From 1919 to 1924 he studied mathematics , physics , astronomy and geodesy at the University of Vienna . In 1924 he received his doctorate with his dissertation The Star System Ursa major, a spiral movement of the Milky Way . After two years of unpaid work at the Vienna University Observatory , he became an assistant at the Chair for Higher Geodesy and Spherical Astronomy at the Vienna University of Technology in 1926 . In 1931 he moved to the Federal Office for Metrology and Surveying (BEV). After Austria's annexation to the German Reich, he worked in the Reichsamt für Landesaufnahme from 1939 to 1941 , and in 1941 as a senior councilor. In 1944 he was appointed full professor at the Technical University of Vienna, but was unable to take up teaching because of his military service from 1941 to 1945. In 1947 he returned to the BEV. From 1956 he headed the earth measurement department there. In 1957 Ledersteger was appointed court advisor and appointed full professor for higher geodesy at the Vienna University of Technology. In 1970 he was awarded an honorary doctorate by the Technical University of Dresden . He died in a traffic accident between Prague and Vienna.

plant

As a professor at the Vienna University of Technology, Ledersteger was the initiator of numerous research projects and the author of over 200 specialist articles.
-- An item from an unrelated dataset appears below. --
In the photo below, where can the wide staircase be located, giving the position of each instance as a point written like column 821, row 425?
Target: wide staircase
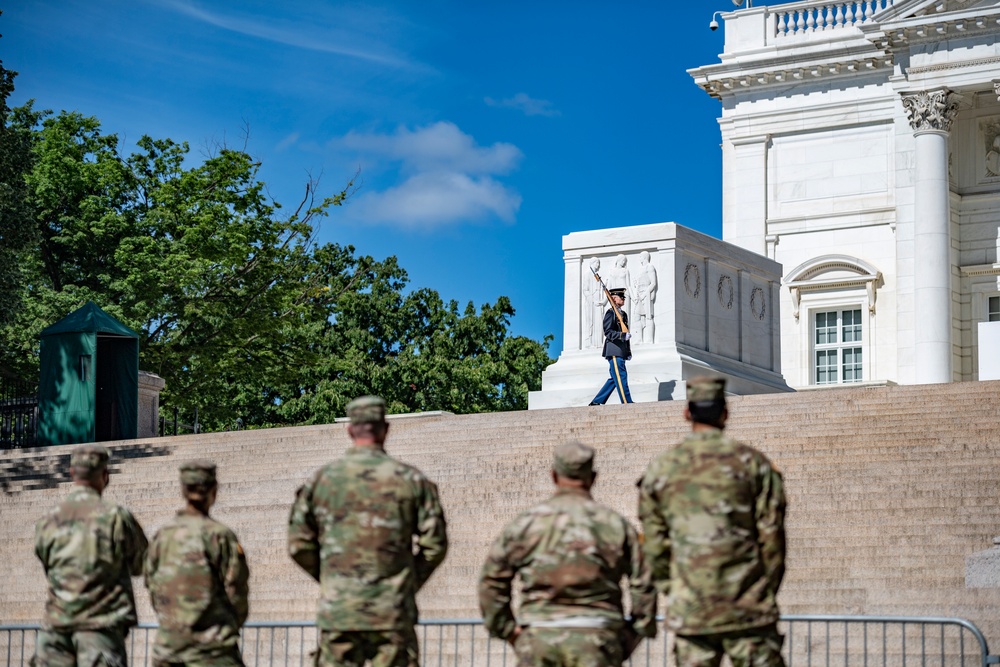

To this day, a new standard work on higher geodesy that he has designed is unsurpassed: Volume V of the 10-volume compilation Handbuch der Vermessungskunde (abbreviated JEK / 5) on the methods and theories of astronomical and physical geodesy (871 p., Published in 1969 by the publisher JBMetzler, Stuttgart).

Ledersteger was the first in German-speaking geodesy to publish (as early as 1959) about the methods and the hoped-for future of satellite geodesy . Other much-worked special topics were:

He was also the long-time chairman of the ÖKIE ( Austrian Commission for International Earth Surveying ) and a member of numerous international commissions - u. a. the IUGG , the German Geodetic Commission and the Austrian , Bavarian and Hungarian Academy of Sciences .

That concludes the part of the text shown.